‘Upon my word, Mr. Clissold, I don’t know why I should be ashamed of the matter,’ she said, smiling. ‘It is a free country, and we are always taught that we may do as we like with our own. Now nothing can be more one’s own property than one’s name.’

‘Certainly not.’

‘When I came back to England, after a lengthened sojourn in romantic Italy—the dream of my life through many a year of toil,—I found that I was still too young, and of far too energetic a temperament to settle down to idleness and retirement. I am speaking now of fifteen years ago. In Italy I had cultivated and improved my powers as an instrumentalist, and I had made myself mistress of the mellifluous language to which a Dante and a Tasso have lent renown. In Italy I had been known as the Signora Bâlo. Gradually I had fallen into the way of writing my name as my Italian friends preferred to write it; and ultimately, when I established myself in this modest dwelling, and issued my circulars, I preferred to appeal to a patrician and fashionable public under the Italianized name of Bâlo, and with the prefix Madame.’

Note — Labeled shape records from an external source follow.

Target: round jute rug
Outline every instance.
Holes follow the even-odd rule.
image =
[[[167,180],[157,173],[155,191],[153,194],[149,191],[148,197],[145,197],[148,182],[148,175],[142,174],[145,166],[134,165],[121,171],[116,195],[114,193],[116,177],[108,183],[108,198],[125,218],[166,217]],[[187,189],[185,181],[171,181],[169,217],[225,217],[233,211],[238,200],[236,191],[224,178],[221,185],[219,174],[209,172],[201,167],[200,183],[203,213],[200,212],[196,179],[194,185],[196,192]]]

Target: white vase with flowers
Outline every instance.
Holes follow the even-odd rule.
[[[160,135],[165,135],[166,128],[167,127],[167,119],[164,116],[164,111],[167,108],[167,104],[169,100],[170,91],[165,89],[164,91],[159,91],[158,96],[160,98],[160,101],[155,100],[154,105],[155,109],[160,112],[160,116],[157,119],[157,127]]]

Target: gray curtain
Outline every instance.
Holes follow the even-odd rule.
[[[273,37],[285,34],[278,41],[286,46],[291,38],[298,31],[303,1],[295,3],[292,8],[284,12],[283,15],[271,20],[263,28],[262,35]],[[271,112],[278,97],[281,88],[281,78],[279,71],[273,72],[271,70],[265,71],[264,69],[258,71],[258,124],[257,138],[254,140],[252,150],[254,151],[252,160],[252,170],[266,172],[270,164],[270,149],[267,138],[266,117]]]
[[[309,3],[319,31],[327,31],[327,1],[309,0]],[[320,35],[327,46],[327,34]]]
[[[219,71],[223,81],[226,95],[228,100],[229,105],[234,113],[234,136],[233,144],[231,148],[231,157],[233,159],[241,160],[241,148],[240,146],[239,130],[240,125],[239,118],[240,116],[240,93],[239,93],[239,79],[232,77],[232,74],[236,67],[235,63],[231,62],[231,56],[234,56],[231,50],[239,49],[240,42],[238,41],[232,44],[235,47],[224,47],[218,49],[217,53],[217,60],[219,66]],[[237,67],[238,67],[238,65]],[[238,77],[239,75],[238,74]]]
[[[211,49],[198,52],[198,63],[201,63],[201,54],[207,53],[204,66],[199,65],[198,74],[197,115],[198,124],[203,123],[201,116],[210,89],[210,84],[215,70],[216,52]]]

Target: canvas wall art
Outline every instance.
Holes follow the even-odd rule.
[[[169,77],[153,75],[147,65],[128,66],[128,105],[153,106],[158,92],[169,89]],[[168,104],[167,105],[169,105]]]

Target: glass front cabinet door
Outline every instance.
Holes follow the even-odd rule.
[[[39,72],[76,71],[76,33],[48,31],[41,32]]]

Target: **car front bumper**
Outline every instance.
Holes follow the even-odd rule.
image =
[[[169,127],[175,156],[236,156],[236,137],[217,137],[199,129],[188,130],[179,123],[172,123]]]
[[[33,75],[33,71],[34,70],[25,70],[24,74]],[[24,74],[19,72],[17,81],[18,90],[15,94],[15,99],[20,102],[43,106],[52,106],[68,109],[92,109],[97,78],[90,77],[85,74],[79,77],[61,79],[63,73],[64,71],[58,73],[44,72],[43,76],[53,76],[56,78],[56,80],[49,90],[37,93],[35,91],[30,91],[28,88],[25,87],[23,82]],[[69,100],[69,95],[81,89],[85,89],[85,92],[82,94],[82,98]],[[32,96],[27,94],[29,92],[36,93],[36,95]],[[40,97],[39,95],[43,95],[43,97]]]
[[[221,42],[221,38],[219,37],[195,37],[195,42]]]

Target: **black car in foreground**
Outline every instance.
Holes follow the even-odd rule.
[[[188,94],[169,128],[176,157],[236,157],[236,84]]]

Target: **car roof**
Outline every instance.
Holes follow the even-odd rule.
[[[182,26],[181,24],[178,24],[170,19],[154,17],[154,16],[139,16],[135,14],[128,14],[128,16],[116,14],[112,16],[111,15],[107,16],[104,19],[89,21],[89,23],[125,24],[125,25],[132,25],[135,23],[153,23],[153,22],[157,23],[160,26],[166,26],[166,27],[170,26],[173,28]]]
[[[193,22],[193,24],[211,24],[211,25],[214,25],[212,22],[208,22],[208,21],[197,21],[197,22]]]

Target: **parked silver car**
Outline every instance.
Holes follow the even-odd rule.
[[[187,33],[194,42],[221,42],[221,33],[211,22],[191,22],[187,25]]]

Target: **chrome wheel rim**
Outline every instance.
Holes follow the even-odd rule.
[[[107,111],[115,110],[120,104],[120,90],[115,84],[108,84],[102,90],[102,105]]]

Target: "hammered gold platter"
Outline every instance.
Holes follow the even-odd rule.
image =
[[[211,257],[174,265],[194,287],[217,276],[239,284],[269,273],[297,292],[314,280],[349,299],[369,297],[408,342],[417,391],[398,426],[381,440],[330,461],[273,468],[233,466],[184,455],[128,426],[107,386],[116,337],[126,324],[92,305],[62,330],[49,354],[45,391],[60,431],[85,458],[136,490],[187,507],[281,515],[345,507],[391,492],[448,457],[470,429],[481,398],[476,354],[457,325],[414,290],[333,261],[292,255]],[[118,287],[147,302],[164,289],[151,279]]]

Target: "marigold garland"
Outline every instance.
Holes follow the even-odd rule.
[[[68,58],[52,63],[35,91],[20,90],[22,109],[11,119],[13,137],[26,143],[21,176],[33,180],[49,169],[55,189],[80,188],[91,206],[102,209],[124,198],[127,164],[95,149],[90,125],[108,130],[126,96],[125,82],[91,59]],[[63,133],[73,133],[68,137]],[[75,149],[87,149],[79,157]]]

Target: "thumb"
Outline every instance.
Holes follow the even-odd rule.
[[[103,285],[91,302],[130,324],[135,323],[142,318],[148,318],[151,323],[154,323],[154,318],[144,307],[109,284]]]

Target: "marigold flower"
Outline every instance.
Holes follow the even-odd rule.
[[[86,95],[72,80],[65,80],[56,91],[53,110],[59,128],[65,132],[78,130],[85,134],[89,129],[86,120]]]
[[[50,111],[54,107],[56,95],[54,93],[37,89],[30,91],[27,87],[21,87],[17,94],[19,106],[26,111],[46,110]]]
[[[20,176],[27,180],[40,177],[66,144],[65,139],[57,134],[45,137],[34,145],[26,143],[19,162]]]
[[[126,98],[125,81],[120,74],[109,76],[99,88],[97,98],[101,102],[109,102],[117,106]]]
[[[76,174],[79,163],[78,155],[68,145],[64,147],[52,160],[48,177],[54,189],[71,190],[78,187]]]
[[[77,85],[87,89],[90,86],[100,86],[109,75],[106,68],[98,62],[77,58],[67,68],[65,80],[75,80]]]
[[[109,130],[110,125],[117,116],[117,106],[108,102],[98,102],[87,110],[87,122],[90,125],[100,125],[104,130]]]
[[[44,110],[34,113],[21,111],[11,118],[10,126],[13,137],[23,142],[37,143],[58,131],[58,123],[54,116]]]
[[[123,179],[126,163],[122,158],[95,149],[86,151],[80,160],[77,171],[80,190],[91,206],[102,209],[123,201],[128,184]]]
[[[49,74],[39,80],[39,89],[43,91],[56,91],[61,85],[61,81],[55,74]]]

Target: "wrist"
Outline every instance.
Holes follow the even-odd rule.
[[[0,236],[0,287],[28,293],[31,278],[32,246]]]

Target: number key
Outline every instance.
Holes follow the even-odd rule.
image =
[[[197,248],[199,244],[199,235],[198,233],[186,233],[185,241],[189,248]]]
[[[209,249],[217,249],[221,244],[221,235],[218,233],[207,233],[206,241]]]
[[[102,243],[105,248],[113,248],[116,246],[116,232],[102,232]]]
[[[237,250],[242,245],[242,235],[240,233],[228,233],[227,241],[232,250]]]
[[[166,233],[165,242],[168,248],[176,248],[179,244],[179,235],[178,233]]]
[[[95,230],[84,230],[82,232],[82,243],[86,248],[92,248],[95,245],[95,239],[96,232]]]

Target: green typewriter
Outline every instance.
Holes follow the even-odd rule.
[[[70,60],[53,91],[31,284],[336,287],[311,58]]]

‘Your explanation is perfect, Madame,’ replied Maurice, ‘and I thank you sincerely for your candour. And now may I inquire if you remember among your pupils at Seacomb a young lady of the name of Trevanard?’

Madame Bâlo looked agitated.

‘Remember Muriel Trevanard!’ she exclaimed. ‘I do indeed remember her. She was my favourite pupil, a lovely girl, full of talent—a charming creature.’

‘Have you any idea of her fate in after life?’

‘No,’ returned the schoolmistress, with a troubled look. ‘It ought to have been brilliant, but I fear it was a blighted life.’

‘It was indeed,’ said Maurice, and then, as briefly as he could, told Madame Bâlo the story of her pupil’s after life.

Madame Bâlo heard him with undisguised agitation. A little cry of horrified surprise broke from her more than once during his narrative.